I actually don't think that's true. My understanding is that on x86, atomic inst...

JoeAltmaier · on May 31, 2012

Locks are often implemented using an xchg instruction, which is implicitely locked.

All processor's caches are committed/flushed for the affected cache line. So its correct to say other processors are slowed down. But it also in that sense IS a main memory operation, just not yours.

scott_s · on May 31, 2012

To be clear, then we agree that haberman was correct, and the value can be changed in cache.

JoeAltmaier · on June 1, 2012

Sure. It just isn't useful in cache. If it is a real lock, it has to be shared. Either the caches have to reconcile, or it has to go to main memory.

haberman · on June 1, 2012

Just because a lock is shared does not mean that it's contended.

For example, some multi-threading techniques attempt to access only CPU-local data but use locks purely to guard against the case where a process is moved across CPUs in the middle of an operation (thus defeating the best-effort CPU-locality).
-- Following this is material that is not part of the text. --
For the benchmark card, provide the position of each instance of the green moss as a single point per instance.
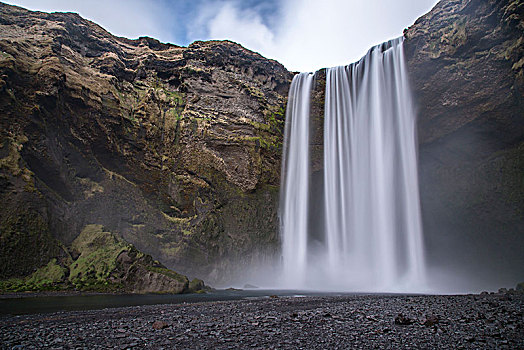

JoeAltmaier · on June 1, 2012

But it has to be available to those multiple cpus, right? So it has to go down to memory and back up to cache. Contended or not.

haberman · on June 1, 2012

Maybe I'm missing something, but if the cache line is only in use by one CPU, I don't see why the value would need to be immediately propagated to main memory or to any other CPU's cache until it is written as part of the normal cache write-back.

gvb · on June 1, 2012

Correct. Typically the cache snoops the main memory bus. If a remote CPU starts a read on a cached memory location, the caching CPU sends a "stall" or "retry" signal to the reader, does a cache flush to main memory, and then lets the remote CPU proceed with the (now correct) main memory read.

scott_s · on June 1, 2012

It's useful for fields (not just locks; I'm thinking of lock-free algorithms that do a compare-and-swap directly on a value) that have low contention.

JoeAltmaier · on June 1, 2012

Even uncontended, the value has to be reconciled between cpus/caches. So it has to be plumbed down thru all the caches, then back up.

scott_s · on June 1, 2012

That's my point: uncontended values may not be in any other caches.